There's a recurring pattern in how early-stage Korean founding teams get vesting design wrong. The items below are drawn from patterns that come up frequently in startup legal practice. Always confirm your specific contract with a professional.

  1. Fully vesting equity on day one: Finalizing the shareholder registry the moment the company is incorporated, with no vesting clause at all. If someone leaves later, there's no legal basis to claw anything back.
  2. Relying on a verbal agreement only: “Let's sort it out together if something comes up later.” Verbal agreements are hard to prove in a dispute, and courts rule based on the written contract.
  3. Monthly vesting with no cliff: Someone who leaves after one month of work still walks away with 1/48th of their equity vested. Someone who leaves within a few months can end up with a meaningful stake.
  4. Missing a buyback-price clause: You have the right to claw back unvested equity, but no pricing basis. If negotiations break down, the buyback right becomes toothless.
  5. Giving up founder protection by skipping acceleration terms: If an acquirer terminates the founder immediately after an M&A, the founder loses their unvested equity. A double-trigger acceleration clause is recommended as a minimum founder-protection mechanism.
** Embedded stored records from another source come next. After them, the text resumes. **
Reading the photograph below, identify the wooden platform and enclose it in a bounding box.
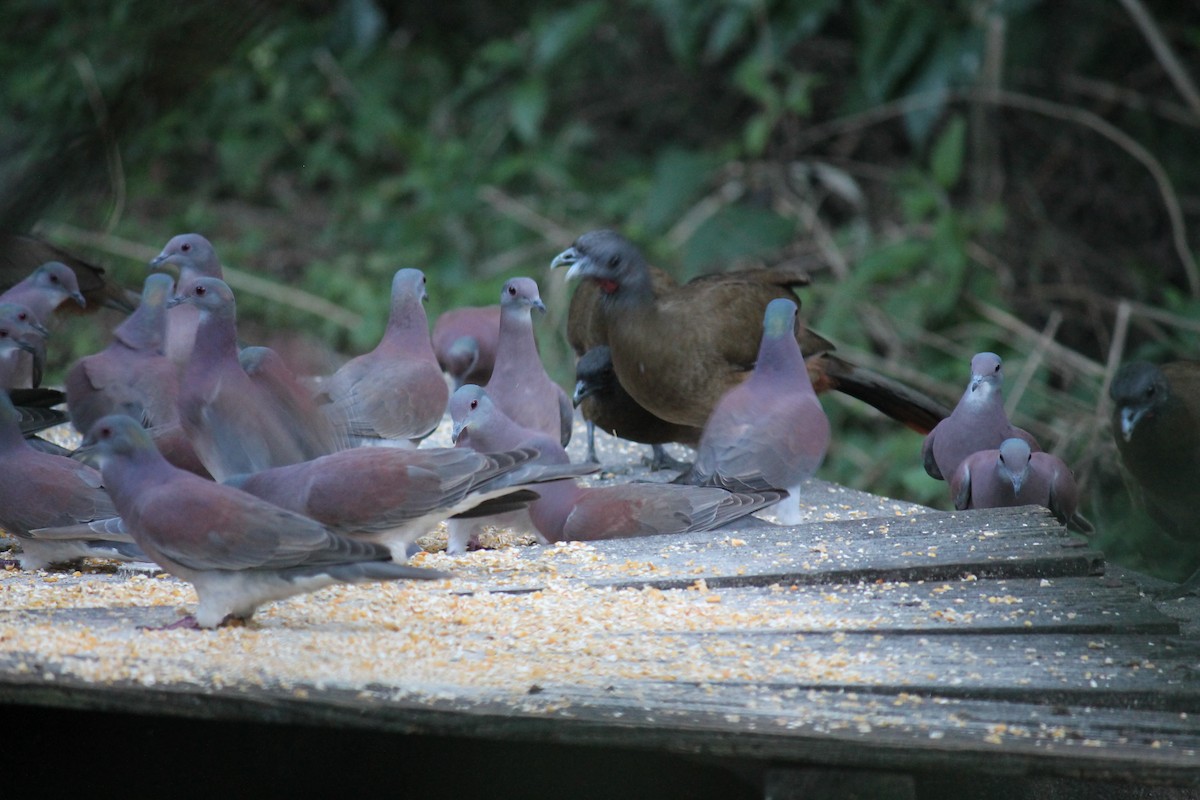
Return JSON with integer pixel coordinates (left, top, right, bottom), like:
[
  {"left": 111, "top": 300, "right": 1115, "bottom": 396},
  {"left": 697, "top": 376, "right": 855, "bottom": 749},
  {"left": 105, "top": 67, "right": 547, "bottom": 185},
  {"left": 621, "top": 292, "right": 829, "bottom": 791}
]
[{"left": 1, "top": 464, "right": 1198, "bottom": 798}]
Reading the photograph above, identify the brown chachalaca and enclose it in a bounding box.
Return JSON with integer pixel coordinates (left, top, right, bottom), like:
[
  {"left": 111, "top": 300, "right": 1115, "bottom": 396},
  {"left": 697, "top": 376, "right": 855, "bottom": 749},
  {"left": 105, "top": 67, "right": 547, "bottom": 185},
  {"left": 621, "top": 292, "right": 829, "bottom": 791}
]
[
  {"left": 564, "top": 244, "right": 819, "bottom": 467},
  {"left": 1109, "top": 360, "right": 1200, "bottom": 542},
  {"left": 552, "top": 229, "right": 948, "bottom": 433}
]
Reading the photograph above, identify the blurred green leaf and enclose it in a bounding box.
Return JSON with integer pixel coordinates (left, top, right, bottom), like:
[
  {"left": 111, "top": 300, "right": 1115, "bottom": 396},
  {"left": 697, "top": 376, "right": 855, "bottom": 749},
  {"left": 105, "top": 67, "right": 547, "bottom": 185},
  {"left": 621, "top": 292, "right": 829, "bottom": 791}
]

Each of these five mistakes looks minor in isolation. But when a co-founder departure actually happens, they become variables that can shake the company's very survival. A contract isn't something you write while the team is running smoothly — it's something you write in advance, in case the team goes bad.

Summary.

#Frequently Asked Questions

Q. We've already incorporated — can we still add a vesting clause now? — Yes, you can. You can add it by drafting a shareholders' agreement (SHA) or amending your existing agreement. That said, it requires the consent of all shareholders, and if a lot of time has passed since incorporation, you may need structural adjustments like retiring a portion of existing shares or reallocating new shares.

Q. If we raise investment during the vesting period and get diluted, does the vesting ratio change too? — Generally, the vesting clause itself doesn't account for dilution from fundraising. The vesting schedule runs against the original agreed-upon share count, not against the founder's equity percentage. Even if the equity percentage changes after a raise, the vesting schedule stays as originally set.
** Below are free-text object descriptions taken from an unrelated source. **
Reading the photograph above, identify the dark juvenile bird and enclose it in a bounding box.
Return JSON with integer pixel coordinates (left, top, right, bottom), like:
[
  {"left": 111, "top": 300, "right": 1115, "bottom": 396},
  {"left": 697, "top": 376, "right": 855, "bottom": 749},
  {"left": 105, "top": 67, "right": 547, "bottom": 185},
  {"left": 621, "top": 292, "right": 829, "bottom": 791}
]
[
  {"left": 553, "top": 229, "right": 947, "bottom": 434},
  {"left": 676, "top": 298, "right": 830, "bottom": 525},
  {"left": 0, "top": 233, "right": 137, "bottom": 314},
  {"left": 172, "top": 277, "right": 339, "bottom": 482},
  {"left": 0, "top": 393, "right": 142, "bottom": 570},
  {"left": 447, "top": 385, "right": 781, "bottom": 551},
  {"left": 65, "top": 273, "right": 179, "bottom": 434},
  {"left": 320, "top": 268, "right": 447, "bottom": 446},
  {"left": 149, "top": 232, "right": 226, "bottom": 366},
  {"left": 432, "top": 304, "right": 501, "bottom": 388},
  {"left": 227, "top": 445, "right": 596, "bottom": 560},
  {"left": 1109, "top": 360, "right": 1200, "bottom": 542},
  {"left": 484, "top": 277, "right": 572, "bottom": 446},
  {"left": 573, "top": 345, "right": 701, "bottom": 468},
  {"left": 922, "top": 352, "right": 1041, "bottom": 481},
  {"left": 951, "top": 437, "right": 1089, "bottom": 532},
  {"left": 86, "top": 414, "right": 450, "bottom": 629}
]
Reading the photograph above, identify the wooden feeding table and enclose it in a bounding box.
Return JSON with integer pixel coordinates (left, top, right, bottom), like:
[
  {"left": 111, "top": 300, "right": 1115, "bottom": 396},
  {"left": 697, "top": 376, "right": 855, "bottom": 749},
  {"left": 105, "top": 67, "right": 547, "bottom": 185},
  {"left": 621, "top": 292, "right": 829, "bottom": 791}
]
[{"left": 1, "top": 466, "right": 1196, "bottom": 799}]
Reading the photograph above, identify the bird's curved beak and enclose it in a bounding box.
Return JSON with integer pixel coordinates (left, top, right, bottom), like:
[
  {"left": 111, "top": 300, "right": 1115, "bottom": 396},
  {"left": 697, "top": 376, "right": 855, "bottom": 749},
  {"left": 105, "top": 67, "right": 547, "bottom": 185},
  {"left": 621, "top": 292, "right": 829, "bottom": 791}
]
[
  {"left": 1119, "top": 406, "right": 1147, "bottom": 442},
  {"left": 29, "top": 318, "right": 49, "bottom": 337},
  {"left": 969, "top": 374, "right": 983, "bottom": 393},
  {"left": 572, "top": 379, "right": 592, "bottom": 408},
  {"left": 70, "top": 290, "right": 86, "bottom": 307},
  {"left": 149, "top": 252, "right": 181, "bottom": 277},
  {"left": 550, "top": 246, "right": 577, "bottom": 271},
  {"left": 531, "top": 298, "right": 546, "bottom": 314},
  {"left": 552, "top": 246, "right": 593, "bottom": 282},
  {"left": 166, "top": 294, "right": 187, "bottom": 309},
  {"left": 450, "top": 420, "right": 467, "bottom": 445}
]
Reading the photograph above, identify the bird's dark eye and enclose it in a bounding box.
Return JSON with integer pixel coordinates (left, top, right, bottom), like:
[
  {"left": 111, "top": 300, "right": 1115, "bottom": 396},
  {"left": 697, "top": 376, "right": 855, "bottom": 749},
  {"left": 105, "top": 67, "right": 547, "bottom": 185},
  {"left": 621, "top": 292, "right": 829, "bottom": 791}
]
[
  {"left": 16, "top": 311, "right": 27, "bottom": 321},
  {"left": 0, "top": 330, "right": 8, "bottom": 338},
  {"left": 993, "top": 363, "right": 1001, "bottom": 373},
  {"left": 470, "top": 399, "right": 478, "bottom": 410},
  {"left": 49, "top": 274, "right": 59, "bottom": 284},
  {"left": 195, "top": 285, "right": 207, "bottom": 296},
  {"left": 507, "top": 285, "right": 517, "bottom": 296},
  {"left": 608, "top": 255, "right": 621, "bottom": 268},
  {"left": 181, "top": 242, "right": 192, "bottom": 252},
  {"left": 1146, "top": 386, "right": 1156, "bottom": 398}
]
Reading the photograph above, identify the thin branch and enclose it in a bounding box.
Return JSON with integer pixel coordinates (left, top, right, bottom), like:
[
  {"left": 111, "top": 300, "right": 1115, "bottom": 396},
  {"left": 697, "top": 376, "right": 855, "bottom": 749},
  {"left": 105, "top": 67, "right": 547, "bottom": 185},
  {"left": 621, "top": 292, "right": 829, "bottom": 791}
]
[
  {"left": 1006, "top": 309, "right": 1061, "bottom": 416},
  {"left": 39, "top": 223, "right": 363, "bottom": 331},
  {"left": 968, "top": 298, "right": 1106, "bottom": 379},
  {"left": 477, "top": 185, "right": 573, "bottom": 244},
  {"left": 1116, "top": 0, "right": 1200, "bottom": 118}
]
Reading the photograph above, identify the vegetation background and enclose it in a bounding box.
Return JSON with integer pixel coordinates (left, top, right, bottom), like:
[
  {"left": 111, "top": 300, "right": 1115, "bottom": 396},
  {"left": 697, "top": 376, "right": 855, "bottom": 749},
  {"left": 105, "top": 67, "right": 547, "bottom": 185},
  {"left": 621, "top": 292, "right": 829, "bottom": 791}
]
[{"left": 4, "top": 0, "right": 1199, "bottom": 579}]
Q. If someone leaves after passing the cliff, is already-vested equity completely unrecoverable? — In principle, already-vested equity isn't subject to clawback. That said, you can address this through a Bad Leaver clause that grants a right of first refusal (a forced sale at a specified price) even over vested equity. This, too, only has effect if it's spelled out in the contract in advance.

Q. Are stock options different from vesting? — Yes. Vesting is the condition under which already-granted shares become earned. A stock option is the right to buy shares at a specific price in the future. Options often carry their own vesting schedule too, but the legal structure differs from co-founder equity design. It's common to structure co-founders' equity through vesting and early employees' equity through stock options.